The same likelihood ratio test as in the lag model can be implemented with spreg.diagnostics.likratiotest. Its two arguments are the regression object for the constrained model and the regression object for the unconstrained model. The result is a dictionary with the statistic (likr), the degrees of freedom (df) and the p-value (p-value)

Four different LR test consider the following constraints:

Error vs OLS, i.e., \(\lambda = 0\) in the Error model: arguments are ols1 and err1
SLX-Error vs OLS, i.e., both \(\lambda = 0\) and \(\gamma = 0\) in the SLX-Error model: argumentes are ols1 and slxerr
SLX-Error model vs Error model, i.e., \(\gamma = 0\) in the SLX-Error model: arguments are err1 and slxerr
SLX-Error model vs SLX, i.e., \(\lambda = 0\) in the SLX-Error model: arguments are slx1 and slxerr

[ ]:

LR_Error = likratiotest(ols1,err1)
LR_SLXO = likratiotest(ols1,slxerr)
LR_SLXE = likratiotest(err1,slxerr)
LR_SLXS = likratiotest(slx1,slxerr)

print(f"LR statistic Error-OLS: {LR_Error["likr"]:0.3f}, d.f. {LR_Error["df"]:2d}, p-value {LR_Error["p-value"]:0.4f}")
print(f"LR statistic SLX-Err-OLS: {LR_SLXO["likr"]:0.3f}, d.f. {LR_SLXO["df"]:2d}, p-value {LR_SLXO["p-value"]:0.4f}")
print(f"LR statistic SLX-Err-Error: {LR_SLXE["likr"]:0.3f}, d.f. {LR_SLXE["df"]:2d}, p-value {LR_SLXE["p-value"]:0.4f}")
print(f"LR statistic SLX-Err-SLX: {LR_SLXS["likr"]:0.3f}, d.f. {LR_SLXS["df"]:2d}, p-value {LR_SLXS["p-value"]:0.4f}")

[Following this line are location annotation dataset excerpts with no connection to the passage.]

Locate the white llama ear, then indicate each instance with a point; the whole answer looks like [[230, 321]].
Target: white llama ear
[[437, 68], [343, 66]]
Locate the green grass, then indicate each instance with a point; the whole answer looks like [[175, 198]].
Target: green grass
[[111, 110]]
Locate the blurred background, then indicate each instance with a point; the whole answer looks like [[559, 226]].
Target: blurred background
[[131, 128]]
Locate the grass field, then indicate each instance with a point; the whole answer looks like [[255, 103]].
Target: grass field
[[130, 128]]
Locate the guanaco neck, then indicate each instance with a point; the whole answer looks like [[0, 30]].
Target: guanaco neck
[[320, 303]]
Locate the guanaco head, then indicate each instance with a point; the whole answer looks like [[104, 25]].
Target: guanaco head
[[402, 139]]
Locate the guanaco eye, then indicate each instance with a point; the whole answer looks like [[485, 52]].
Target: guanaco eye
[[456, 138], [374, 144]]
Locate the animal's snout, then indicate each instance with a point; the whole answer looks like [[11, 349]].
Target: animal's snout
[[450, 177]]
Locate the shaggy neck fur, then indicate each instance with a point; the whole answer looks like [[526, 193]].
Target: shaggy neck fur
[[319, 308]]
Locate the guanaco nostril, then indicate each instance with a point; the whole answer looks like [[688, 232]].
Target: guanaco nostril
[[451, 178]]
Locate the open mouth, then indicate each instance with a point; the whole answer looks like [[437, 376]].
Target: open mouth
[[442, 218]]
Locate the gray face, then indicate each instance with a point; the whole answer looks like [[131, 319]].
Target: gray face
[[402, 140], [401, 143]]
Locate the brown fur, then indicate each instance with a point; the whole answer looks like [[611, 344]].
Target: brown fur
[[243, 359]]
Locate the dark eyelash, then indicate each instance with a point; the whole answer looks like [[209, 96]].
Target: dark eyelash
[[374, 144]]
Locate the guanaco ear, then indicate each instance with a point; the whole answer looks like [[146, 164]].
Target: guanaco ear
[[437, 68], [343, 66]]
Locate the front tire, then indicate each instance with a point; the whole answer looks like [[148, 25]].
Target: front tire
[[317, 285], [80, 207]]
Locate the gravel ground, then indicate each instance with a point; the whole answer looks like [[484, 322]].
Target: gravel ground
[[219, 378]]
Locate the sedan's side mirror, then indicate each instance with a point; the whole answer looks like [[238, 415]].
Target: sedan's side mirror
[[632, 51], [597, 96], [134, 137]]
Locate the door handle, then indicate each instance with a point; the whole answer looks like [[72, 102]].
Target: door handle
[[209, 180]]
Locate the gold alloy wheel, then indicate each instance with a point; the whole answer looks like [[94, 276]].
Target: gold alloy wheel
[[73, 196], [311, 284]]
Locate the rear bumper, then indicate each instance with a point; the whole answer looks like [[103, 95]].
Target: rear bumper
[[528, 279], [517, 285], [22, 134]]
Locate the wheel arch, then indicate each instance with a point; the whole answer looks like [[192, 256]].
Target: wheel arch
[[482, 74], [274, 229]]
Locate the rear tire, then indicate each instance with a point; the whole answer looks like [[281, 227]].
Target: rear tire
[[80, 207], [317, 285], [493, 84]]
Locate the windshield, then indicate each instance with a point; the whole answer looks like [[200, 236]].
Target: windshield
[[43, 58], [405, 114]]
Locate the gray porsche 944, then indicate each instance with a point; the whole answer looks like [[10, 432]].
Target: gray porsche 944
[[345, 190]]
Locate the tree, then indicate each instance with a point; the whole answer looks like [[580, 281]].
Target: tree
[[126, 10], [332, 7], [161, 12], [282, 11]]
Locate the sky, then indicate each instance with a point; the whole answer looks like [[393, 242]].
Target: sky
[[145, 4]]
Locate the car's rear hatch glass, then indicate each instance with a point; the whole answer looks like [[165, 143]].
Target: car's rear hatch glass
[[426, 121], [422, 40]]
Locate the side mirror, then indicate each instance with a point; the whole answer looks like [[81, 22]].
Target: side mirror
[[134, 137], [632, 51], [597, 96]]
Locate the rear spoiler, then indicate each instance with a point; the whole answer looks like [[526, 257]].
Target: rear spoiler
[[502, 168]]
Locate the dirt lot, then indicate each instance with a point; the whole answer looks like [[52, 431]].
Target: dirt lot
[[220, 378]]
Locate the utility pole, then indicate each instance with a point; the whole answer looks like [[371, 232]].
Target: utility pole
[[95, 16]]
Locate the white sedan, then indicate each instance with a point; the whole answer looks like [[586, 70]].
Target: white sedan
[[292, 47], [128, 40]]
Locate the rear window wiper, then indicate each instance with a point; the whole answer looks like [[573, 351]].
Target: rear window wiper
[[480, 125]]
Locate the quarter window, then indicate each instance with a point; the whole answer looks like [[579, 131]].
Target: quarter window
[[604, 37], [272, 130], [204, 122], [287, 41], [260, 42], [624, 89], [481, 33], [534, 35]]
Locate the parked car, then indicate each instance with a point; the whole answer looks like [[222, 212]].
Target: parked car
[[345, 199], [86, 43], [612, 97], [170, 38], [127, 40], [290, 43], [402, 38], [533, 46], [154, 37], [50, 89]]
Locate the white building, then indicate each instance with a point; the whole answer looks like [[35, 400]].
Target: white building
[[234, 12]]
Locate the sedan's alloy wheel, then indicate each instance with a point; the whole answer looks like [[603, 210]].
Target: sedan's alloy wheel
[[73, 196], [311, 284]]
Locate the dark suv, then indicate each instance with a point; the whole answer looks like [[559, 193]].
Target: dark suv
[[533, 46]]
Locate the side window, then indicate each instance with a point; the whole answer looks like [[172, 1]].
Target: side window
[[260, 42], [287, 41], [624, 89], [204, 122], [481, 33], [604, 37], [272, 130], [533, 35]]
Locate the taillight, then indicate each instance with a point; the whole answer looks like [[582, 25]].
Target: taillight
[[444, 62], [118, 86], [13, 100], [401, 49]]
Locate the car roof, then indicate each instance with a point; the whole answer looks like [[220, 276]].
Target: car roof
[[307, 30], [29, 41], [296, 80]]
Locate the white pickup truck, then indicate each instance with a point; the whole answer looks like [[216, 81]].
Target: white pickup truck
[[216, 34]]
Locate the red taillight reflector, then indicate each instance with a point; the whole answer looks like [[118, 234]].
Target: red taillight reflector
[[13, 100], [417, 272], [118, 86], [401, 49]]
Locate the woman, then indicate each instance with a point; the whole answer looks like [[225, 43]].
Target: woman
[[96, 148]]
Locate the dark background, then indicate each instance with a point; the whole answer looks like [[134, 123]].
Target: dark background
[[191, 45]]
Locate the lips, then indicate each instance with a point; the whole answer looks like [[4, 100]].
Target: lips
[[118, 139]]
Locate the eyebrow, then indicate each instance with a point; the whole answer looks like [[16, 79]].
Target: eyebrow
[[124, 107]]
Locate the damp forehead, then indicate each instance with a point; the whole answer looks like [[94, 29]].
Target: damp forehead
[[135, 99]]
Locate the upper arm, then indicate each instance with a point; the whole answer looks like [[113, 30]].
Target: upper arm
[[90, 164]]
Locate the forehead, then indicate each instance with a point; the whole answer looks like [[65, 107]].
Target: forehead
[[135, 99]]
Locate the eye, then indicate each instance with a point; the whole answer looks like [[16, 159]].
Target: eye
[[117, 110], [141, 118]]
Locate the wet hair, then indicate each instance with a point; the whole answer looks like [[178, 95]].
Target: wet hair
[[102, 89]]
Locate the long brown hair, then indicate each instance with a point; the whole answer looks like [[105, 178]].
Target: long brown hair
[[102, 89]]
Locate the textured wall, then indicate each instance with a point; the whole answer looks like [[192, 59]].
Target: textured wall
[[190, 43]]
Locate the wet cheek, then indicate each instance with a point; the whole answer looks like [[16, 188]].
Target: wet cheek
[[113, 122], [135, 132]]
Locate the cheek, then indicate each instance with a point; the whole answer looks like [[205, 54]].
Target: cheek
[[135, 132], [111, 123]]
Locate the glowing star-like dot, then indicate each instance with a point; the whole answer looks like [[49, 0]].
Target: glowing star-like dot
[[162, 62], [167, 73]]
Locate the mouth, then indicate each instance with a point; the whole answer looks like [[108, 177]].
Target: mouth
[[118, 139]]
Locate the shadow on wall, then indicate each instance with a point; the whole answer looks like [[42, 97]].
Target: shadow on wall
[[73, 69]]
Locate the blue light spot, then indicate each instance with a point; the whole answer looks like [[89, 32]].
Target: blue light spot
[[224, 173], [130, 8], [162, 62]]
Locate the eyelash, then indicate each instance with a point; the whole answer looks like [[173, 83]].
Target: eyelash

In the current example, all null hypotheses are strongly rejected.

For the error model in this example, the LM-Error test statistic was 88.33, the Wald test was 9.560^2 or 91.38, and the LR test (above) 72.72. Whereas the LR and Wald test follow the prescribed order (LM < LR < W), the LM-Lag test does not, which may point to potential remaining specification problems.

As mentioned, the model can be refined by selectively setting slx_vars, but this is not pursued here.

Practice¶

As practice, different model specifications could be considered, including adding additional explanatory variables, selectively removing some lag terms, and using different spatial weights.